My concern is not that published papers are not clear guides that a novice could follow or understand. Especially now that there is an active debate around reproducibility I would also not expect (good) researchers to be naive about it (and that has not at all been my personal experience from working with researchers). Still it seems to me that if reproducibility is lacking in fields that produce a lot of value, initiatives that would improve reproducibility would be very valuable?
From what I have seen so far, I think that the work by OSF (particularly on preregistration) and publications from METRICS seems like it could be impactful - what do you think of these? The ARRIVE guidelines also seem like a very valuable initiative for reporting of research with animals.
All these projects seem beneficial. I hadn't heard of any of them, so thanks for pointing them out. It's useful to frame this as "research on research," in that it's subject to the same challenges with reproducibility, and with aligning empirical data with theoretical predictions to develop a paradigm, as in any other field of science. Hence, I support the work, while being skeptical of whether such interventions will be useful and potent enough to make a positive change.
The reason I brought this up is that the conversation on improving the productivity of science seems to focus almost exclusively on problems with publishing and reproducibility, while neglecting the skill-building and internal-knowledge aspects of scientific research. Scientists seem to get a feel through their interactions with their colleagues for who is trustworthy and capable, and who is not. Without taking into account the sociology of science, it's hard to know whether measures taken to address problems with publishing and reproducibility will be focusing on the mechanisms by which progress can best be accelerated.
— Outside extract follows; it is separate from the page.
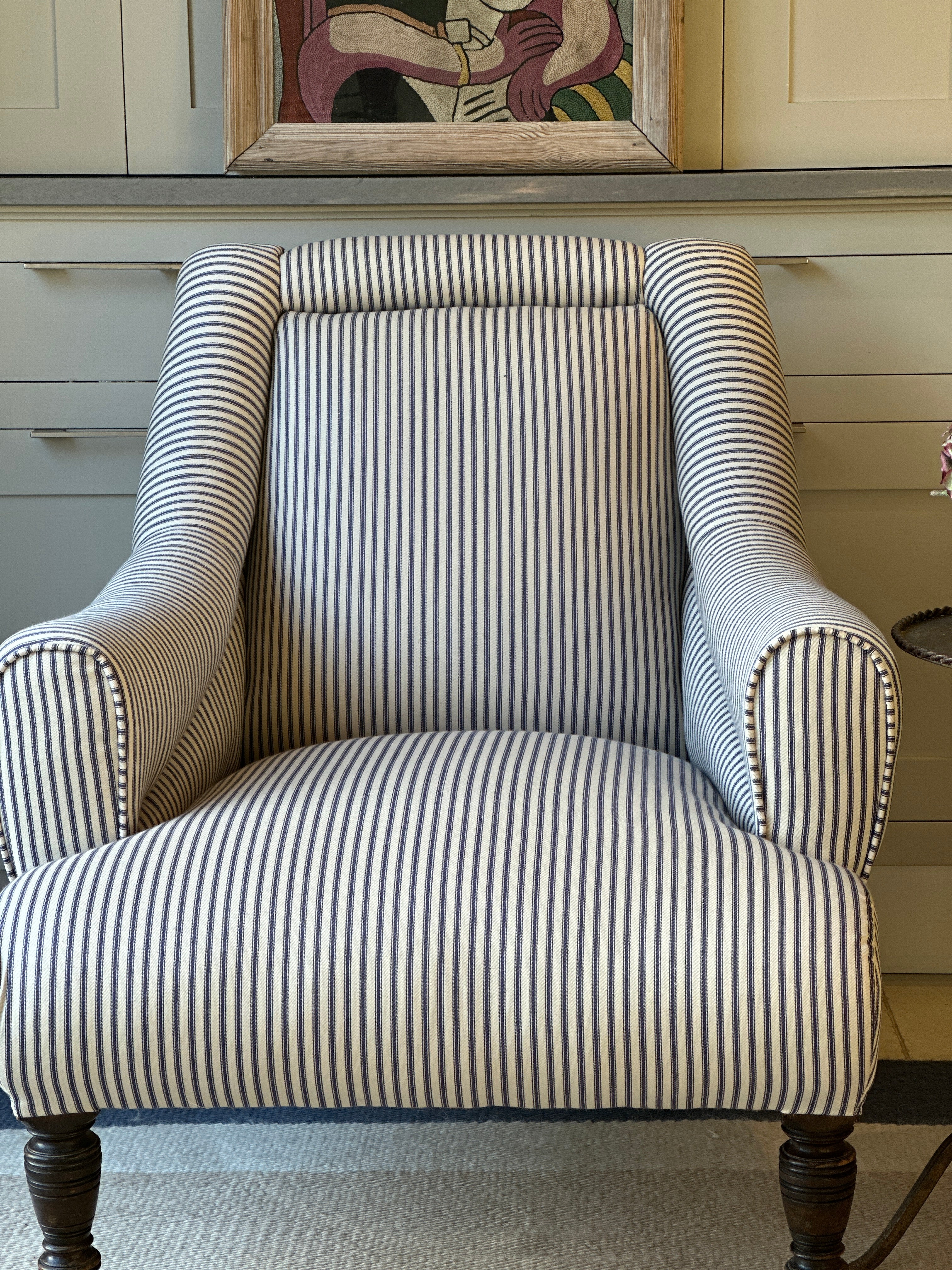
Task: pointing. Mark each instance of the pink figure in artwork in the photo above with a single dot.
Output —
(471, 61)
Honest, hardworking academic STEM PIs seem to struggle with money and labor shortages. Why isn't there more money flowing into academic scientific research? Why aren't more people becoming scientists?
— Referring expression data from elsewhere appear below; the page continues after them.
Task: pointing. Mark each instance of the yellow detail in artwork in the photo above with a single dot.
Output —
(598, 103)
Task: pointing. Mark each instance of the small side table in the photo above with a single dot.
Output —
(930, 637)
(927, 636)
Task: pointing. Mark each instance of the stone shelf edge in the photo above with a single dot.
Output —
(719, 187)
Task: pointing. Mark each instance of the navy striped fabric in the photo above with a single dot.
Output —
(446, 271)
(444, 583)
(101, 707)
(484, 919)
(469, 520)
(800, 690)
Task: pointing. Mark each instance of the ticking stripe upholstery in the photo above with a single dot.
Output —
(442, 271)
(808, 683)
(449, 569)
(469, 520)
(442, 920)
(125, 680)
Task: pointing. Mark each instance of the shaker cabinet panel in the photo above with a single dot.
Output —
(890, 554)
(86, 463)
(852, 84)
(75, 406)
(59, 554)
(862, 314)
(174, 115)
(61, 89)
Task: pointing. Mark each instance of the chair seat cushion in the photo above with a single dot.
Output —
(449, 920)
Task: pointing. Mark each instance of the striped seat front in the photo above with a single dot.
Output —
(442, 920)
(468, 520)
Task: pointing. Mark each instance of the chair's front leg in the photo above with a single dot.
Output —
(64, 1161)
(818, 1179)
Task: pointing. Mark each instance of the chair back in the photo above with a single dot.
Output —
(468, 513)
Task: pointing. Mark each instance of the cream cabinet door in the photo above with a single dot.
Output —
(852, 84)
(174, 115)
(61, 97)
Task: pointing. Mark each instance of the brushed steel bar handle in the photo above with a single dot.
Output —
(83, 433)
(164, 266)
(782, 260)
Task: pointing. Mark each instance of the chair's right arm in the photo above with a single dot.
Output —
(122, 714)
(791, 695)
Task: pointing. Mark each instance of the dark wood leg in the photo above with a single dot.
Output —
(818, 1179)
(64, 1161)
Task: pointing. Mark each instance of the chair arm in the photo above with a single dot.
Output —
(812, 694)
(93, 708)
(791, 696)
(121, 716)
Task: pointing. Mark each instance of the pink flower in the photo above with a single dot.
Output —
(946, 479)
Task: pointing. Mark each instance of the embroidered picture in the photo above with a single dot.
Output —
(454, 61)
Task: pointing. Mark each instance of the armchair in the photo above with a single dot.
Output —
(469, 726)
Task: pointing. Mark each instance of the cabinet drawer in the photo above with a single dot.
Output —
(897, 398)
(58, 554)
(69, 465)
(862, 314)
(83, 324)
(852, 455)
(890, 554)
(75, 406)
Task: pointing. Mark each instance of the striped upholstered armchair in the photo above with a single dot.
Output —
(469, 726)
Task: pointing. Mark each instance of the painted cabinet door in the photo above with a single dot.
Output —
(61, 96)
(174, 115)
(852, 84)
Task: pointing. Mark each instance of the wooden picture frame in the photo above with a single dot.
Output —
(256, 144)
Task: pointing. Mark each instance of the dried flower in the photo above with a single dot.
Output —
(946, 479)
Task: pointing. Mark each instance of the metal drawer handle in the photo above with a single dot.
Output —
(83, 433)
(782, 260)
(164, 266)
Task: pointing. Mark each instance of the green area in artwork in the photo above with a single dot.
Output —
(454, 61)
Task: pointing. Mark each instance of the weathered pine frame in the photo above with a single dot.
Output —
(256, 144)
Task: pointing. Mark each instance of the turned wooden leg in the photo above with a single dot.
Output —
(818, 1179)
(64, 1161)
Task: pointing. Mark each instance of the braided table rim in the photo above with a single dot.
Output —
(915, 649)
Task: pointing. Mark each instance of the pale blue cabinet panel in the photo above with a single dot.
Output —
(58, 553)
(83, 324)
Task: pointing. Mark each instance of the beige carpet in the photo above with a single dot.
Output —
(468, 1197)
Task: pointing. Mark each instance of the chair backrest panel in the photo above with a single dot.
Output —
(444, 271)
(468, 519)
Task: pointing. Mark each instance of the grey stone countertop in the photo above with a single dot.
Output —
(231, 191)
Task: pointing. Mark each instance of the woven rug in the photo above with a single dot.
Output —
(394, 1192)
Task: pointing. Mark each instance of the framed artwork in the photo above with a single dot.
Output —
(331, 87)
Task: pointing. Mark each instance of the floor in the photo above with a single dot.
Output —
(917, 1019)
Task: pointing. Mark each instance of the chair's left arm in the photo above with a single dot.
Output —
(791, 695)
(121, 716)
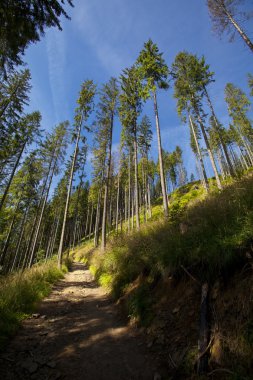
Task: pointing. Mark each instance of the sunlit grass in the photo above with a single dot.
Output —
(21, 291)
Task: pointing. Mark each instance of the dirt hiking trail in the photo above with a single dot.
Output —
(77, 334)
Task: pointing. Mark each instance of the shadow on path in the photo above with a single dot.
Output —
(78, 335)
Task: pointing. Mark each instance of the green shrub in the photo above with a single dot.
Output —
(19, 293)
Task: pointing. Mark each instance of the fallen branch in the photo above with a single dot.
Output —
(190, 275)
(220, 370)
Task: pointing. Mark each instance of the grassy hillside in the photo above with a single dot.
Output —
(21, 291)
(207, 238)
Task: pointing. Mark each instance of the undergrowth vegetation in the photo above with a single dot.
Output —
(207, 235)
(21, 291)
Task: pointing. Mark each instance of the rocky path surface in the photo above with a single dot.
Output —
(77, 334)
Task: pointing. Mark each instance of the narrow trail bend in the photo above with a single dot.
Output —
(77, 334)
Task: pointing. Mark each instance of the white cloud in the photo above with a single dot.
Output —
(56, 53)
(95, 23)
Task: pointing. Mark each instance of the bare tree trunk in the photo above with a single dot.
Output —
(7, 241)
(242, 34)
(87, 221)
(103, 236)
(117, 203)
(205, 180)
(230, 166)
(136, 192)
(22, 230)
(165, 200)
(32, 255)
(220, 163)
(96, 233)
(60, 251)
(91, 219)
(209, 150)
(149, 198)
(129, 191)
(203, 331)
(11, 177)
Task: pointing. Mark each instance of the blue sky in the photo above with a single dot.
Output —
(104, 37)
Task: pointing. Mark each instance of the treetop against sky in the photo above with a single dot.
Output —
(103, 38)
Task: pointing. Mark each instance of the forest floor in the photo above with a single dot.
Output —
(78, 333)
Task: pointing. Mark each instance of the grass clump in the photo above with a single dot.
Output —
(20, 292)
(208, 234)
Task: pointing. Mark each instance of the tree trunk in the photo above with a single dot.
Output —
(60, 251)
(203, 331)
(205, 180)
(103, 236)
(209, 150)
(117, 203)
(96, 233)
(136, 192)
(238, 28)
(87, 221)
(11, 177)
(42, 210)
(22, 230)
(165, 200)
(129, 190)
(230, 166)
(7, 241)
(91, 219)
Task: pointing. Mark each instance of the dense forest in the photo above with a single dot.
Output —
(135, 213)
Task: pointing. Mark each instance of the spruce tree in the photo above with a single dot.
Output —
(154, 71)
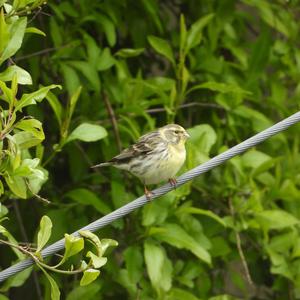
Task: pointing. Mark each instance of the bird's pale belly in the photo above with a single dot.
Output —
(164, 169)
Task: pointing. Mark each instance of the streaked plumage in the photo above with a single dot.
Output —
(157, 156)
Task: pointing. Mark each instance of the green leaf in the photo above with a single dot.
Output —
(89, 71)
(203, 137)
(17, 280)
(253, 159)
(44, 233)
(23, 76)
(194, 35)
(37, 96)
(4, 32)
(31, 125)
(17, 30)
(55, 293)
(73, 245)
(179, 294)
(97, 261)
(71, 78)
(87, 197)
(108, 27)
(89, 276)
(17, 185)
(162, 47)
(7, 93)
(35, 30)
(105, 60)
(220, 87)
(25, 139)
(275, 219)
(199, 211)
(88, 133)
(159, 267)
(126, 52)
(105, 243)
(93, 238)
(73, 101)
(183, 34)
(174, 235)
(84, 292)
(93, 50)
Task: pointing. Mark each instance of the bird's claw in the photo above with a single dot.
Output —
(148, 194)
(173, 182)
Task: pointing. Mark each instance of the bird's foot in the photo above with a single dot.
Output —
(173, 182)
(148, 194)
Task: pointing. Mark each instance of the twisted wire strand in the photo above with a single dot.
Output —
(126, 209)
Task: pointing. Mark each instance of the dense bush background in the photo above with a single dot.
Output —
(225, 70)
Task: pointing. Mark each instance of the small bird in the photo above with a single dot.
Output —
(157, 156)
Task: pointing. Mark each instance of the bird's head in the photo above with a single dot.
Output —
(174, 134)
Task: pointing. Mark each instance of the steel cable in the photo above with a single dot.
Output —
(126, 209)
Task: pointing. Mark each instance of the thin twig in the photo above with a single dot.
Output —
(44, 51)
(113, 119)
(186, 105)
(25, 238)
(239, 247)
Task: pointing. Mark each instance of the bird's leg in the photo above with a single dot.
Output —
(173, 182)
(148, 193)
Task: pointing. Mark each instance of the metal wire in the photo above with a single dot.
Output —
(126, 209)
The lack of money in STEM academia seems to me a consequence of politics. Why is there political reluctance to fund academic science at higher levels? Is academia to blame for part of this reluctance, or is the reason purely external to academia? I don't know the answers to these questions, but they seem important to address.
Why don't more people strive to become academic STEM scientists? Partly, industry draws them away with better pay. Part of the fault lies in our school system, although I really don't know what exactly we should change. And part of the fault is probably in our cultural attitudes toward STEM.
Many of the pro-reproducibility measures seem to assume that the fastest road to better science is to make more efficient use of what we already have. I would also like to see us figure out a way to produce more labor and capital in this industry. To be clear, I mean that I would like to see fewer people going into non-STEM fields - I am personally comfortable with viewing people's decision to go into many non-STEM fields as a form of failure to achieve their potential. That failure isn't necessarily their fault. It might be the fault of how we've set up our school, governance, cultural or economic system.
This is a really great post, and I particularly appreciated the visual diagrams laying out the "problem tree." A number of aspects of what you're writing about (particularly choice of research questions, the lack of connection with the end user in designing research questions, challenges around research/evidence use in the real world, and incentives created by funders and organizational culture) strongly resonated with me. You might find it interesting to read a couple of articles I've written along these lines:
Finally, I just wanted to note a number of overlaps between this post (as well as the meta-science conversation more generally) and issues we're exploring in the improving institutional decision-making community. If you haven't already, I'd like to invite you to join our discussion spaces on Facebook and Slack, and it may be worth a conversation down the line to explore how we can support each other's efforts.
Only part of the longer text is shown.